I really like Britt Robertson as an actress. She is beautiful, adorable and a real talent. I loved her performance in “Tomorrowland” and in her role as Melissa in “I Still Believe”. There’s intelligence and talent within her, and she becomes the engine that drives this movie’s emotional momentum. Britt Robertson infuses Melissa with such warmth and strength and beauty in every sense of the word, it’s easy to understand how Jeremy would instantly fall for her. Both Apa and Robertson are marvelous together and have great on-screen chemistry, that could be just as great as Ryan Gosling and Rachel McAdams.
These faith based films has secured it’s share of A-list actors including: Greg Kinnear, Jennifer Garner, Dennis Quaid and now Gary Sinise. Although unfortunately we don’t see a lot of Gary Sinise and Shania Twain (who was terrific in last years racing film “Trading Paint” with John Travolta) as Jeremy’s parents.
Sinise gets the smallest role out of the past veteran actors, which is unfortunate because I wanted more from him. At least the Erwin brothers give him one showcase to shine, in a devastatingly emotional, father and son scene, where he talks about the disappointments in his life but how each one of them has brought him closer to God. Gary Sinise exhibits a natural ease and reminds us why he’s one of our finest actors.
The structure of the plot and the timing of a few sequences made the story feel rushed at times, but made the pacing move along. There’s one moment where Jeremy and Melissa get into an argument and Jeremy heads back to his home, where as soon as he arrives, he must drive all the way back because something terrible has happened to Melissa. While this certainly helps the pacing, as the 1 hour and 56 minutes is quick and gets to the point. It feels as though there was something more in his return home, because it certainly felt as though there was more screen time for Sinise that was left on the cutting room floor.
The script is also pretty smart, giving Jeremy and Melissa anguish and misery to face together as a couple. But we also get to see them in love in a first date that sees them staring at the stars in a planetarium. This is where the screenwriters write a great piece of dialogue as Melissa points to a brightly shining cluster and explains to Jeremy, “It’s called Andromeda. It’s a galaxy…with one trillion stars, all shining together. That, my new friend, is the definition of wonder. God is so infinitely vast, and this is his painting”. Sweet moments like this helps us as viewers bond to the couple especially as things get harder for them. The writers also have the self-restraint to not make the movie about Camp’s rising-star status and instead, letting that occur subtly in the background.
For all those who stocked up on Kleenex and toilet paper, over this quarantine, will finally get to put those bulk family size packs to use towards this sweet and lovely tearjerker. This is the kind of movie where you know what’s coming, but it’s also the kind of movie that brings hope and we could all use that sorely right now.

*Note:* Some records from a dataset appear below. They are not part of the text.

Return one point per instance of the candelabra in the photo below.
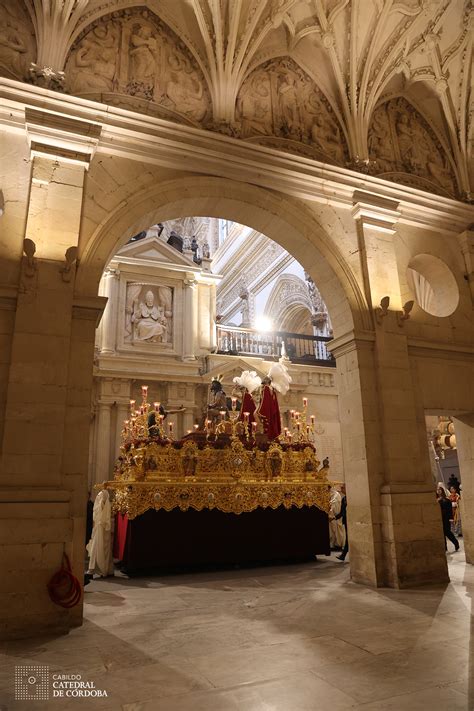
(137, 426)
(300, 430)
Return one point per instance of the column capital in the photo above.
(60, 137)
(375, 212)
(351, 341)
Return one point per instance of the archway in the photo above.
(283, 220)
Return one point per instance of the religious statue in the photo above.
(150, 322)
(268, 411)
(217, 401)
(143, 52)
(246, 384)
(100, 544)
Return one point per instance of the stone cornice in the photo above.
(156, 141)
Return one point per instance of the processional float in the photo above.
(228, 463)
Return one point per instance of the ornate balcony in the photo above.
(308, 350)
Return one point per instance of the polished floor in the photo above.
(290, 638)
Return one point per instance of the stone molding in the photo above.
(53, 135)
(89, 308)
(161, 142)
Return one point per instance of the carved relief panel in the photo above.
(279, 99)
(148, 317)
(407, 150)
(17, 40)
(134, 54)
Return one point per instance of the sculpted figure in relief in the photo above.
(380, 145)
(288, 105)
(150, 322)
(143, 55)
(184, 88)
(95, 61)
(326, 135)
(12, 47)
(253, 107)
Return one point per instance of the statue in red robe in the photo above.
(269, 411)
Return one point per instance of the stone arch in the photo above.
(284, 311)
(287, 221)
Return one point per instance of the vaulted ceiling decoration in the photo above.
(309, 76)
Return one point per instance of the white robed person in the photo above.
(337, 533)
(100, 544)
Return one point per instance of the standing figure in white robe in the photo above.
(100, 544)
(337, 534)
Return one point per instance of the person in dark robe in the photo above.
(446, 515)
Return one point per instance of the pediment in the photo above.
(154, 249)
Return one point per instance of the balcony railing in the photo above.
(309, 350)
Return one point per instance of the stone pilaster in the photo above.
(102, 464)
(109, 319)
(464, 430)
(190, 318)
(47, 408)
(394, 522)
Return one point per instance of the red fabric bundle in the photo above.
(64, 588)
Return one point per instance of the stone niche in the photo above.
(161, 303)
(134, 60)
(148, 316)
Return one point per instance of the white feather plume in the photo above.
(249, 379)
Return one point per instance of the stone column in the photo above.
(102, 462)
(464, 431)
(189, 317)
(123, 409)
(44, 463)
(395, 533)
(109, 319)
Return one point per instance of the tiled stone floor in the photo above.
(289, 638)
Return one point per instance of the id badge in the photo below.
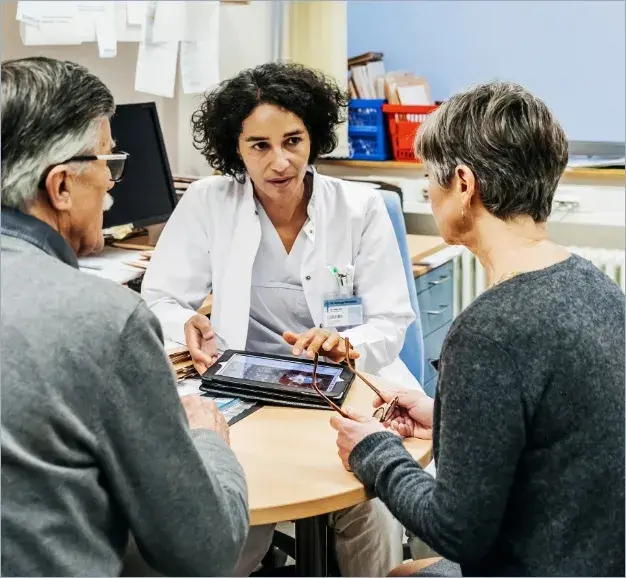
(343, 312)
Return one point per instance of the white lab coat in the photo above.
(210, 243)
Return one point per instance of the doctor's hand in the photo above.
(317, 340)
(352, 431)
(201, 342)
(413, 416)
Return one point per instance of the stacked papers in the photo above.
(180, 360)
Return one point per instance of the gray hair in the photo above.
(51, 111)
(508, 138)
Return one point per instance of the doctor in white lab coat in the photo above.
(263, 240)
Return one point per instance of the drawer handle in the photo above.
(442, 280)
(441, 309)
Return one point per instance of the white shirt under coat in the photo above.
(210, 245)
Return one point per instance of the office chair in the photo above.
(412, 353)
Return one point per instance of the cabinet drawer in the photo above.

It’s a heartfelt, engaging movie bristling with a great soundtrack. You can actually enjoy the movie from beginning to end without realizing it’s part of the faith-based film pipeline. The Erwin brothers don’t over preach the word to where it feels like a sermon or Sunday Church. “I Still Believe” is more mainstream than what you are probably expecting.
Jeremy and Melissa’s life together is a love story right out of a song and deserving of a romance for the big screen. Young love is powerful, transformational… and sometimes tragic and “I Still Believe” gives us the highs and the lows, and what comes after.